Nice move. Start with a predictable 1:1 cadence and a coaching prompt you actually use: 'What’s one thing you want to focus on this week, and what support do you need from me?'
Structured 1:1: open with wins and blockers, then discuss development goals, then agree on concrete next steps. For feedback, use SBI (Situation-Behavior-Impact) and tie any delegation to clear outcomes with regular check-ins.
Trust and authority balance: model openness about your own learning, invite healthy dissent, and keep consistency in decisions so people know what to expect. Add a skip-level meeting every month or two to hear from the rest of the team, and run short, focused, recurring team huddles to align.
Key resources that actually helped: The Coaching Habit by Michael Bungay Stanier; Radical Candor by Kim Scott; The Five Dysfunctions of a Team by Patrick Lencioni; The Making of a Manager by Julie Zhuo.
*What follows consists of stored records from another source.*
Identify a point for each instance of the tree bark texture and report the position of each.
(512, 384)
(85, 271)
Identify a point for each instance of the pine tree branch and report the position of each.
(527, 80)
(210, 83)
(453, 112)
For courses, try Coursera's Leading People and Teams, LinkedIn Learning's Management Foundations, and Harvard ManageMentor if you have access.
An approach I found effective: frame feedback around impact on goals and team health, not personal traits. Keep notes after each 1:1 and share a brief summary with the person—correct things while they’re fresh. It helps reduce defensiveness and keeps growth visible.
Starter templates: 1:1 agenda: (1) wins & blockers (5–10 min), (2) development goals (5 min), (3) support & blockers (5–10 min); Team meeting: (1) update, (2) blockers, (3) decisions, (4) action items; a simple 360-style feedback note; OKR mapping template.